Taxi operations in a tail dragger – which Rick had not previously flown – is interesting since you cannot see the centerline over the engine cowling. Thus you must zig and zag and look out each side of the cockpit while en route to the hold line….in other words, you need to taxi the aircraft like a drunk driver. But the tailwheel steering in the T-6 is very precise and responsive.
|Rick Flying the T-6 in the Left Wing Slot. Nice Pic Taken by Mike from the Lead Aircraft.|
Mike, a former Navy pilot himself, had talked the Warbird instructors into letting the boys fly two-ship formation before splitting off into separate areas for aerobatic maneuvers. Just after the two-ship wing takeoff Rick took the controls, got a quick feel for the stick and rudder controls and tucked the Texan into the wing position. (You know you’re flying close enough when the lead pilot’s eyeballs look really big.) After a while the lead/wing positions were swapped, with Rick taking the lead and Mike taking the wing slot. Shortly thereafter the two aircraft split off into separate practice areas for some solo rolls, loops, wingovers, barrel rolls, Cuban-8 and reverse Cuban-8’s.
When pushing over to gain maneuvering airspeed (known as building up “smash” in pilot slang, generally 170 to 180 knots in the Texan), one had to be careful to avoid less than positive G-forces else the engine would sputter, and on one occasion when pulling out at the bottom of a loop we encountered slight wing buffeting on the edge of an aerodynamic stall. Recovery was easy by just briefly unloading the stick – the aircraft is very well-mannered and eminently predictable. After over an hour of aggressive maneuvering we were close to bingo fuel so it was time to RTB.

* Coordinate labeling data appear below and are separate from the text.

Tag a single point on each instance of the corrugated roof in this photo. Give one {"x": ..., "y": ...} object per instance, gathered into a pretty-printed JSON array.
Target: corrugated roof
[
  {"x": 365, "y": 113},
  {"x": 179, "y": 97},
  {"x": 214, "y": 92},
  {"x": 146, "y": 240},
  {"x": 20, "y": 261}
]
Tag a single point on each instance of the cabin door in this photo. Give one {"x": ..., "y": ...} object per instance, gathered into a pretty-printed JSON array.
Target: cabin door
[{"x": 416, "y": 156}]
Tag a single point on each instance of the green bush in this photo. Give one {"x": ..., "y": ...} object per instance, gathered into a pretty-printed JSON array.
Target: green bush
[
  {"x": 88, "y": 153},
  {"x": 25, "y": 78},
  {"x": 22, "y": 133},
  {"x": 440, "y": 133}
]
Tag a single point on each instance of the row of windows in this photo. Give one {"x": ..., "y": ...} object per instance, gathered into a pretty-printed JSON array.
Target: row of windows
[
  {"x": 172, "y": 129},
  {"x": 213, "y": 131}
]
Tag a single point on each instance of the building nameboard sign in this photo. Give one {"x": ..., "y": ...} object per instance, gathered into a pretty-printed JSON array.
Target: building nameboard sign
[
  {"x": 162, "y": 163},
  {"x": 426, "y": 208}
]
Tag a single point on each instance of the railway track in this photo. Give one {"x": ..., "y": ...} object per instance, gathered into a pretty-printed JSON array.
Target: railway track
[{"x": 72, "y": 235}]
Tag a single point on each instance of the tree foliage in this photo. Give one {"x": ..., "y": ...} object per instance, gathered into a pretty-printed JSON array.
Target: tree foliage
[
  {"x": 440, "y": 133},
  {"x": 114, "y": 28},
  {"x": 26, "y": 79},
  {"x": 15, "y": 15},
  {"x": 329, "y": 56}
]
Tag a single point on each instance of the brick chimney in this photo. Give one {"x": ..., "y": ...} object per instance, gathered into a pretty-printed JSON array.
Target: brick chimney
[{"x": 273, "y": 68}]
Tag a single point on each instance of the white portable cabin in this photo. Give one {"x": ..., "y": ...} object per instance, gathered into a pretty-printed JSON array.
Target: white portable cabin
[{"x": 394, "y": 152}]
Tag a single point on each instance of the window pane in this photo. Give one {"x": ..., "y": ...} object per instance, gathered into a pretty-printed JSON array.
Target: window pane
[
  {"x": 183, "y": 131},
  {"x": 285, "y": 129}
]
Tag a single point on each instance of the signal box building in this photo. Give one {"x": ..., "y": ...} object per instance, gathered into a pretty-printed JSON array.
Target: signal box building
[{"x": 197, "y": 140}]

Overall it was an absolute blast, and it was easy to see why the T-6 Texan was also nicknamed the “pilot maker.” Here are a couple of YouTube video links from the flight; best to skip through them, we were up there for a while:
Flying the T-6 Warbird....(YouTube) Part 1
Flying the T-6 Warbird....(YouTube) Part 2
And here's a short video clip of Mike "Maverick" Zimet after his sortie:
|Rick & Mike After They Once Again Had Defied Gravity & Death|
Back to Boat Stuff
The next couple of weeks will be all about final preparations for our upcoming fishing trip to the Florida Keys in mid-May. Having adequate fishing gear won't be a problem, as good friends Doug & Cat Cox and Jim & Susan Hill will accompany us, and between them have enough fishing tackle supplies to equip every angler in Florida. But there are a few more minor punch list items requiring attention, one of which is to remediate the boat's Fusion stereo system which has suddenly stopped producing any sound whatsoever. We need music while we're hunting mahi-mahi. More later.

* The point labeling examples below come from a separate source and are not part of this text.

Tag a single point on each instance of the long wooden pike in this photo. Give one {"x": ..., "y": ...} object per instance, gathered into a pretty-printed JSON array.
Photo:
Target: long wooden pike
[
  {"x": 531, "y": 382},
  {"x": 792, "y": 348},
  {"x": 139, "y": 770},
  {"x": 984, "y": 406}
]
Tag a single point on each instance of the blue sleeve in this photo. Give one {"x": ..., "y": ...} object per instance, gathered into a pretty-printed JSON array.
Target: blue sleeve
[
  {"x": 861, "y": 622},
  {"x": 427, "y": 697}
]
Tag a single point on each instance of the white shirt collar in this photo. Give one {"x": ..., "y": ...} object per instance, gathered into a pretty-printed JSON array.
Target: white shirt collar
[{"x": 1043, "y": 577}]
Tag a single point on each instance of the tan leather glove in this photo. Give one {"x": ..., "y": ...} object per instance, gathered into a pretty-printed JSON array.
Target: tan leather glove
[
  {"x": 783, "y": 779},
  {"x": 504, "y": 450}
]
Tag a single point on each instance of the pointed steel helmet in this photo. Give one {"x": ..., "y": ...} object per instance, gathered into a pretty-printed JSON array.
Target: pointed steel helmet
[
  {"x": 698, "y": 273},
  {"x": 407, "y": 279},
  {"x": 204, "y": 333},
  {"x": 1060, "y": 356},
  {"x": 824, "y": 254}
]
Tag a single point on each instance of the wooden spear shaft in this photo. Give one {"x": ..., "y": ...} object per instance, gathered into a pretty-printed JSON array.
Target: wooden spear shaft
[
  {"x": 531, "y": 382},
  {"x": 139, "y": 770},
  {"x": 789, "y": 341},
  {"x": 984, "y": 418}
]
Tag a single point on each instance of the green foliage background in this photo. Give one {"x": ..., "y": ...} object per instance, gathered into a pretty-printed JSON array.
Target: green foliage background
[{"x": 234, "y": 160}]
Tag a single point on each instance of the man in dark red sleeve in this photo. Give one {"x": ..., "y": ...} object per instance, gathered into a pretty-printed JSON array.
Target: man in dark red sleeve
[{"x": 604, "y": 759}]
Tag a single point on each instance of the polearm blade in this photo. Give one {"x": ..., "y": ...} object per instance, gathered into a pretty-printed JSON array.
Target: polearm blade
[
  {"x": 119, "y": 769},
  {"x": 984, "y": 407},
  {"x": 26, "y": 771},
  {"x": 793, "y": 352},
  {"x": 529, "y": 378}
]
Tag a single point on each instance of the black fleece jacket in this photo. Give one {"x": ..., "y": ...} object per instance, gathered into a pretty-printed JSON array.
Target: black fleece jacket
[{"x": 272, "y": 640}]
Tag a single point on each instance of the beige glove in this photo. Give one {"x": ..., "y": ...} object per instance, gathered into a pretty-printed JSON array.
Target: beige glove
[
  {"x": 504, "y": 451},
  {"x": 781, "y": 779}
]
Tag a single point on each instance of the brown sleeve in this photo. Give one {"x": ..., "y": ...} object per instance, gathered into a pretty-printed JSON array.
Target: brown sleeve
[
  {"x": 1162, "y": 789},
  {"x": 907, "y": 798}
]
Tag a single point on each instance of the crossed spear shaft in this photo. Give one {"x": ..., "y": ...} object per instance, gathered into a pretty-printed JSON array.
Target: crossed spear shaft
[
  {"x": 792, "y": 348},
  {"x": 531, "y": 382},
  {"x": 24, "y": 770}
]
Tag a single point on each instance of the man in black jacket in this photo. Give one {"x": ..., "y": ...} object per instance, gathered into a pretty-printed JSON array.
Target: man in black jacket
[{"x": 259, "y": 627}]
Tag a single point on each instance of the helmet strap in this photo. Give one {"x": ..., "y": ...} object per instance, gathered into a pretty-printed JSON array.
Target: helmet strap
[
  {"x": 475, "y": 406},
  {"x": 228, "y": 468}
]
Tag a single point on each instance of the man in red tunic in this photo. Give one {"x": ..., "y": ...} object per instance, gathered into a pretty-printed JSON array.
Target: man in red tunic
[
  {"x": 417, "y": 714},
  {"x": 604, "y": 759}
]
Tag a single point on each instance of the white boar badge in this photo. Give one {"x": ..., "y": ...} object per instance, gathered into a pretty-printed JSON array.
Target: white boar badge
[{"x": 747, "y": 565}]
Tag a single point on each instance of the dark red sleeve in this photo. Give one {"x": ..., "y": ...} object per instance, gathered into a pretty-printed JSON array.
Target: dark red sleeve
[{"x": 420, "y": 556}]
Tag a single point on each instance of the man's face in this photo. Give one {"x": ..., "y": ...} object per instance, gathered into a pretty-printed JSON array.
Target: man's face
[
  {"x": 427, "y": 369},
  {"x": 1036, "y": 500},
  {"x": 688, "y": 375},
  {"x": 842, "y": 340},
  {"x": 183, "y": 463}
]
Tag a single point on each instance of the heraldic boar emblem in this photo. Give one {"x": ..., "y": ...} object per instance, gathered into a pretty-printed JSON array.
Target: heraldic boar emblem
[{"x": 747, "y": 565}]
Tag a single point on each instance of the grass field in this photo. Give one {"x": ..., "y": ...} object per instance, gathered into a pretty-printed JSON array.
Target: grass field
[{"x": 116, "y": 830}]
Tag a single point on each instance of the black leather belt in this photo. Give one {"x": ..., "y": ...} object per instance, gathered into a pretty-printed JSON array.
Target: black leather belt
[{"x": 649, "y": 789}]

|Mari & Chelle at Happy Hour in Kissimmee|
|Grilling Brats on the Boat at Salty Sam's Marina|
Afterword: Both of us are now fully vaccinated (via Moderna.) As good as that feels, it doesn’t mean much until / unless the rest of the planet’s population follows up, else we’ll be playing whack-a-mole with mutant variants and repeating vicious cycles. If you haven’t already, go get poked. There are lots of excuses not to, and none of them are good ones.